I hate snot. Thick wet gray green globs at the edge of, or protruding from, a nose will make me gag or heave far before poop or blood or bad beans in the fridge. If there is a tongue inching toward said globs, or making contact, I will, without a doubt, lose my groceries.
Granted, when I was pregnant with Bridget, and Riana was barely nine months old, her stinkiest diapers would force me over the diaper pail to puke. One hand holding onto her, one holding on to my abdomen (or Bridget as the case may be), and one foot firmly holding open the lid of the diaper pail. But that, even that, does not compare to the feeling I get when I see snot. Those puking incidents could be chalked up to morning sickness, which came to an end after a few months. The booger aversion has lasted a lifetime.
I preferred wiping baby butts over wiping their noses. I’d even quite gladly offer to wipe someone else’s baby’s butt over taking a Kleenex to the mound on the middle of their face. Ew.
It isn’t the wiping, actually, that churns my stomach acid, it is the visual. I distinctly remember one day while driving, I fear the girls remember, too. Probably with horror and nightmares. The girls were mere toddlers in the back seat, and when I looked in the rear view mirror, I noticed Bridget’s gelatinous nose. Thoroughly donned with awful green globs; it looked as if slime aliens had landed at the opening of her nostrils and were headed quickly toward her lip. And then, no, no, no! I saw her little tongue reach up to, well, lick it. “NO!” I screamed so loudly the girls nearly jumped out of their side by side car seats. “No!” I shouted. “Don’t lick it! Leave it! Leave it!”
Yes, this could be compared to the worst road rage. I am not proud.
“I’ll get it off your face!” As if it was a leach, a scorpion, her sister’s fist. Oh, God, it was worse in my mind. Luckily we were soon stopped by a red light, and although my lunch was in my throat, I still managed–quite determined to save her from the misery she bore, –to turn around and wipe her perfect button nose. “Blow!” I demanded.
Ugh. There were only a few things about mothering young children that took me over this edge. This terror. I am duly embarrassed. But snot was one of those things. Okay, maybe it was the only one. Okay, it is. It still takes me over the edge. To this day.
Richard is currently getting over a cold.

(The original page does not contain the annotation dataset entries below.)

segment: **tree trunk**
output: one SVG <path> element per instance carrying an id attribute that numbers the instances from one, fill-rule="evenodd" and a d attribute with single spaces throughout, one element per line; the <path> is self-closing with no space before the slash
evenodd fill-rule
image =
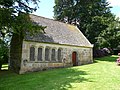
<path id="1" fill-rule="evenodd" d="M 1 69 L 2 69 L 2 64 L 0 63 L 0 71 L 1 71 Z"/>
<path id="2" fill-rule="evenodd" d="M 13 34 L 10 47 L 10 67 L 9 69 L 19 73 L 22 56 L 23 37 L 19 34 Z"/>

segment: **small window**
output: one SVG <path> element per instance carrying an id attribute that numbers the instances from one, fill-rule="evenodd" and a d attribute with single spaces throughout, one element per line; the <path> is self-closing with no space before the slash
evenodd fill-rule
<path id="1" fill-rule="evenodd" d="M 42 61 L 42 48 L 38 48 L 38 61 Z"/>
<path id="2" fill-rule="evenodd" d="M 30 61 L 35 61 L 35 48 L 30 47 Z"/>
<path id="3" fill-rule="evenodd" d="M 49 53 L 50 53 L 49 48 L 46 48 L 46 49 L 45 49 L 45 60 L 46 60 L 46 61 L 49 61 Z"/>
<path id="4" fill-rule="evenodd" d="M 55 49 L 52 49 L 51 60 L 55 61 Z"/>
<path id="5" fill-rule="evenodd" d="M 62 61 L 62 56 L 61 56 L 61 49 L 58 49 L 58 61 L 61 62 Z"/>

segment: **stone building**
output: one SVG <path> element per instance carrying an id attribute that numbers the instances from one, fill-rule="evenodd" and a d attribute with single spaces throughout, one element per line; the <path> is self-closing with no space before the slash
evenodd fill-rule
<path id="1" fill-rule="evenodd" d="M 93 62 L 93 45 L 76 26 L 36 15 L 30 17 L 46 29 L 44 33 L 24 38 L 21 60 L 16 64 L 19 74 Z M 15 63 L 12 57 L 10 66 Z"/>

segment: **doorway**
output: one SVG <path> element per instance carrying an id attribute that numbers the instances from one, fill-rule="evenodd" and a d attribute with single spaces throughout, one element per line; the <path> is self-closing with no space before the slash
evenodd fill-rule
<path id="1" fill-rule="evenodd" d="M 77 54 L 76 52 L 72 53 L 72 63 L 73 63 L 73 66 L 77 66 L 77 63 L 76 63 L 77 55 L 76 54 Z"/>

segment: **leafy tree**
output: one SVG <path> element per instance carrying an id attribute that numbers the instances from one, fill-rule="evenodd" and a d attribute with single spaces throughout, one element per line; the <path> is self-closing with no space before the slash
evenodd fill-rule
<path id="1" fill-rule="evenodd" d="M 115 19 L 111 17 L 112 22 L 109 23 L 109 27 L 102 31 L 98 36 L 97 43 L 100 48 L 109 47 L 117 48 L 120 45 L 120 21 L 119 18 Z"/>
<path id="2" fill-rule="evenodd" d="M 109 27 L 113 16 L 106 0 L 55 0 L 54 18 L 75 24 L 96 46 L 99 34 Z"/>

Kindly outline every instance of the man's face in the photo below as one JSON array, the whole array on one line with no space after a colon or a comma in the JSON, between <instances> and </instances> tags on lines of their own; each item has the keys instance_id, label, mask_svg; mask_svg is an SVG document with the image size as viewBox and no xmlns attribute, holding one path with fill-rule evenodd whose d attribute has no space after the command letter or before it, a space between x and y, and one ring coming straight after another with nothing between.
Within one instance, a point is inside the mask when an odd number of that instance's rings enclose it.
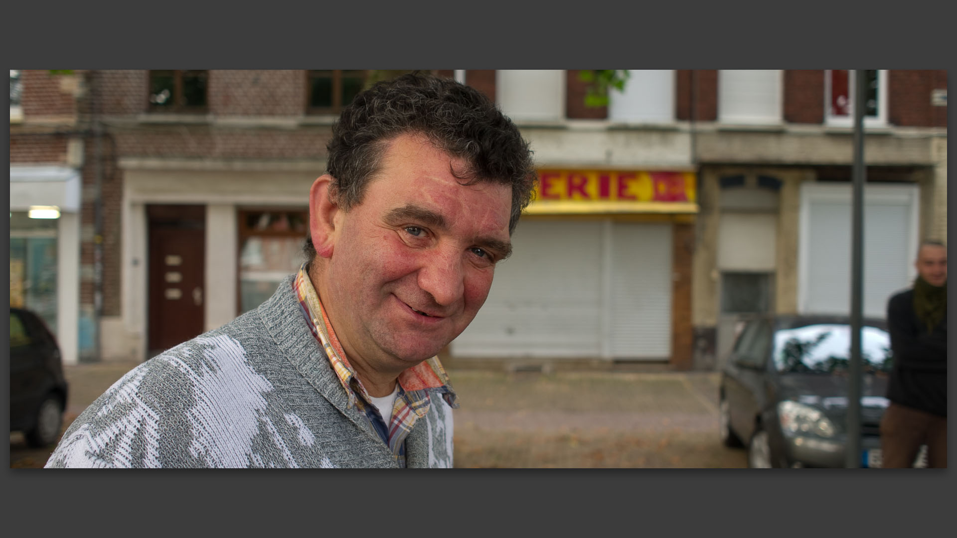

It seems half the population is getting over something they contracted during the holidays. The other night, he and I were watching a movie in bed (A Man Called Ove, which I highly recommend.) He must have blown a quart of mucus out of his nose a dozen different times. “Good, God,” I asked, thick throated. “Where the heck is all of that stored before you transfer it to the hanky?” And, don’t get me started on hankies.
“You put that back in your pocket after you fill it?” I’ve asked many a friend, many a time. Even the thought of it. Of people roaming around. On streets. In offices. Clerks at the grocery store. Tellers at the bank. The likelihood that all of them may have a white cotton piece of cloth, keenly stored in their pocket, damp, sopped, full of globs of green gelatin-like body fluid. I can’t think about it. Please, stop.
Well, things could be worse. There is life beyond boogers. I know this. The girls grew up and are totally able to blow their own noses. I no longer have to pick them up at daycare centers or schools where there were easily, I’m certain, hundreds of noses overflowing with green sludge, through which I had to wade in order to find my own little darlings who would soon have the driest and cleanest noses of the bunch. I promise.
Writing this makes me just a little nauseous. Okay, a lot. And I promise, I will never write about picking noses. Nope. Nope. Seeing someone in the car next to me. Going at it. Digging to find brain matter? Why weren’t our fingers made bigger?
Start fresh. Here. Clean. Begin again. New rain.
Don’t distract yourself with fishing. Or Ibuprofen.
There is life beyond the dog who barks at squirrels on Saturday morning.
He will never catch them.
Life beyond the woman posing in her wedding dress a week early.
Whatever happened to bad luck myths?
Life beyond the differing opinions of managers at Walgreen’s.
Liquid band aids go fast in July. Not as fast as sparklers.
Life beyond victory. Or loss. Or fear.
Your mustache could win a contest. It stretches beyond your ears.
There is life beyond a hot evening. Barometric pressure dances in the desert.
Pushing down on lizard skulls and ocotillo pins.
Award yourself the silver badge, stamp yourself a hero. There is no one smarter.
Life beyond each moment expanding like an air bag.
Hang on to a doorway. Stretch your spine.
Listen to the centipede bride. Life beyond.